Стройная женщина в такой же рубашке, протянула руку навстречу девочке, прижала к себе, наклонив голову так, что до земли свесились темные неровные пряди, слушала шепот. Улыбалась и гладила волосы маленькой, кивала.
После чуть отстранила, заботливо натянув спущенное плечико рубашки. Посмотрела на мальчика. Ждала. Ром видел отраженные в глазах луны и чувствовал, как покалывает затылок луна настоящая. Которая везде. Вспомнил, как ходили с мамой в магазин выбирать люстру для гостиной. И множество радуг в хрустальных висюльках. Он задрал голову тогда и смотрел-смотрел, уплывая глазами, не уставая. Мама, дернув за руку, смеясь, увела туда, где автомобили, прохожие и зеленые пыльные листья деревьев вдоль тротуара.

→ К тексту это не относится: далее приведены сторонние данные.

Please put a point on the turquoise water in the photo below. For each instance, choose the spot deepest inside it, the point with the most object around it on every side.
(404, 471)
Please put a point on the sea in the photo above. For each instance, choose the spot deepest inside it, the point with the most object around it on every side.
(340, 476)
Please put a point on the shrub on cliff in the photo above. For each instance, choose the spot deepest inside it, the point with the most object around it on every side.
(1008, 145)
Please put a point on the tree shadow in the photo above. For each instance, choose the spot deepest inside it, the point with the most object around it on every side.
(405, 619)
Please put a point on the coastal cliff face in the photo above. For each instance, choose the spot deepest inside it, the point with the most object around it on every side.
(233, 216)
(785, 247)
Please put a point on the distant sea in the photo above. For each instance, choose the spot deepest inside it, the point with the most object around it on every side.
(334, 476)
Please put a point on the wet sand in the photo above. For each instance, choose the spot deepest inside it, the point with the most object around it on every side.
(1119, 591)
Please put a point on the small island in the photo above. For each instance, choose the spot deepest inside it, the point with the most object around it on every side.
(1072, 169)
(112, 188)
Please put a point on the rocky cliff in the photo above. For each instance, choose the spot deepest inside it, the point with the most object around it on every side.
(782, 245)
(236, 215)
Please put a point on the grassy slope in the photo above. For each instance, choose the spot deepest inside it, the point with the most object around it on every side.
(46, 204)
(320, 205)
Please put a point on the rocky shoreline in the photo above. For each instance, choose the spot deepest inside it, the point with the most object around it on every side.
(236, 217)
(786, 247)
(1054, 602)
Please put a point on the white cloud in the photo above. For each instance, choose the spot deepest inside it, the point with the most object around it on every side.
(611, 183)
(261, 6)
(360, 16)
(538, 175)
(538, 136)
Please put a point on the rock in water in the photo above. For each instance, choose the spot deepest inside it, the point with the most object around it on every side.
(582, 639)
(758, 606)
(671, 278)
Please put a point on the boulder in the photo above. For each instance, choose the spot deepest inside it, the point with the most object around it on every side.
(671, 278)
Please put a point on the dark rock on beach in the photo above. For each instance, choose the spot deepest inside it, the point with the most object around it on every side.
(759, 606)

Странный свет не отсюда. Везде. Он тогда все хотел сам пойти в тот магазин — смотреть снова. Но откладывал. Верно, боялся, что некому будет увести.
Прокашлялся. Нахмурившись, сказал:
— Где Петр?
Женщина снова улыбнулась, и он увидел, что молода она совсем. Тоже девчонка, только чуть старше его. Из тех, на кого, сторожась, смотрел из окна, — как сидят на лавочке с большими ребятами, бесстыдно по-юному вытягивая из-под крошечных юбок длинные молодые ноги. Иногда курят или пьют из поданного пластикового стаканчика, морщась и смеясь. Откидывая голову, сторонясь поцелуя, кажут нежные шеи. А он вначале подумал — мать с дочкой. Сестры? Девочки темного винограда.
— Он отдыхает, не волнуйся, — подняв тонкую руку, поманила к себе. Маленькая подбежала, схватила его запястье, потащила.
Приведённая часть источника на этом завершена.